The summer of 2006 did not bring good news for management at orthopedic-product maker Stryker (NYSE: SYK ) . The company received a subpoena from the Department of Justice amid industrywide allegations of kickbacks and anti-competitive business practices. Cool-headed investors who decided to pick up shares of Stryker during this time have since been handsomely rewarded.
The stock has risen more than 70% since then, and the good news for Stryker continues to roll in. Yesterday, the company reported an impressive third quarter, including a 22.2% increase in quarterly earnings per share from continuing operations, as well as an 18% surge in Q3 net sales.
The company saw strong results from both of its major business segments. Stryker continues to cash in on an aging baby boomer generation, as witnessed in its orthopedic-implant business, where revenue grew by 15.4% versus the year-ago quarter. Stryker's MedSurg equipment business also experienced vibrant results, with a 22% increase in sales.

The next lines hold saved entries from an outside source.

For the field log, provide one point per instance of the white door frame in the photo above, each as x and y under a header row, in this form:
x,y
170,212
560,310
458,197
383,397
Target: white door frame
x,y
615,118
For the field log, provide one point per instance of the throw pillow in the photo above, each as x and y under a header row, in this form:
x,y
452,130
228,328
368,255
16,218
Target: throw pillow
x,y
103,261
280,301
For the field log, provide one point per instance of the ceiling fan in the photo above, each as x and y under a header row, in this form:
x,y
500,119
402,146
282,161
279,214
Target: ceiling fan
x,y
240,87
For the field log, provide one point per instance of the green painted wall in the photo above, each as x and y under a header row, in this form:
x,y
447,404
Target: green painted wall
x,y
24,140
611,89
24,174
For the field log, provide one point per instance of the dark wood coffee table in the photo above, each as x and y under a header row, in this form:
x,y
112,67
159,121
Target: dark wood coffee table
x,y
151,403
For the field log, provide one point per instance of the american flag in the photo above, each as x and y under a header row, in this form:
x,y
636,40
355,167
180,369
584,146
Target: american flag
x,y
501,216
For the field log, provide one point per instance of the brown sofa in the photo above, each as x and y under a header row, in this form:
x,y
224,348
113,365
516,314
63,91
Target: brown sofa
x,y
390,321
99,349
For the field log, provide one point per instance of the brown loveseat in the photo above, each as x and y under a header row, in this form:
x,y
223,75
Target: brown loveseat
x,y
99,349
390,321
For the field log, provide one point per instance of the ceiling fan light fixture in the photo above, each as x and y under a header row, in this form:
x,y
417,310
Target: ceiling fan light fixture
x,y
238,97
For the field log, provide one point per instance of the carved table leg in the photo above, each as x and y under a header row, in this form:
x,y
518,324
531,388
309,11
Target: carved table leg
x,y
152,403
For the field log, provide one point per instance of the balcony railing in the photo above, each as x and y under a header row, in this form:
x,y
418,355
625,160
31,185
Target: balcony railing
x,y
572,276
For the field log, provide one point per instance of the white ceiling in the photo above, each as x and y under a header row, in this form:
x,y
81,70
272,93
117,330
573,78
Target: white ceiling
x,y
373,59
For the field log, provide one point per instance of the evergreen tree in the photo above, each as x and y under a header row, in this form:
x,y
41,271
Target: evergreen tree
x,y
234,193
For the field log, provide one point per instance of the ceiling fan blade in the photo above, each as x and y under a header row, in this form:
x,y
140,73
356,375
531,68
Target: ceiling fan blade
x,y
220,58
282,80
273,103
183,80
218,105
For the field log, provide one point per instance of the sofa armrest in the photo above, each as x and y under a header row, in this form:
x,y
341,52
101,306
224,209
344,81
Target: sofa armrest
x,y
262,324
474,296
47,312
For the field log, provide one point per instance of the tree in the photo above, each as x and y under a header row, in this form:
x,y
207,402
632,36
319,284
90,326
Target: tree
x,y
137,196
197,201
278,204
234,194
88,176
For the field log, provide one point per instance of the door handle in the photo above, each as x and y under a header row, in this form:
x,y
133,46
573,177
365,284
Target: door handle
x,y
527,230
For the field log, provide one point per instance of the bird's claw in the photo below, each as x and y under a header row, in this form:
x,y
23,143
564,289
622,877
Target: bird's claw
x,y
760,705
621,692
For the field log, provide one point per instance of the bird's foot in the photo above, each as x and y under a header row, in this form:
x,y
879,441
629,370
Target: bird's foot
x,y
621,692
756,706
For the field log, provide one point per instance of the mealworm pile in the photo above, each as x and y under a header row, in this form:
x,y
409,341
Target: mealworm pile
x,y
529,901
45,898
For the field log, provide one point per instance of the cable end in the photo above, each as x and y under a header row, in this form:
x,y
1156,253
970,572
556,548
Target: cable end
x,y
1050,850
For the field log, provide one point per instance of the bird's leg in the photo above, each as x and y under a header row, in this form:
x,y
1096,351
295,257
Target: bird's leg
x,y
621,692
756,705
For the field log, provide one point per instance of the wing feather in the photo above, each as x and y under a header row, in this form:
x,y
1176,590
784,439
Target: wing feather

Stryker has been the lead dog among major players in orthopedic implants. However, Smith & Nephew (NYSE: SNN ) has risen about 20% year to date, and Zimmer Holdings (NYSE: ZMH ) , which reports its earnings next week, is expecting full-year earnings growth of nearly 19%. Further good news for the industry came last month, when Stryker, Zimmer, Smith & Nephew, and Johnson & Johnson (NYSE: JNJ ) all were able to resolve their respective investigations pending with the Justice Department.
With the Justice investigation out of the way, and management expecting adjusted full-year results to include a 20% increase in EPS from continuing operations, Stryker continues to remain an attractive investment option for Fools who want a consistent performer for the long haul.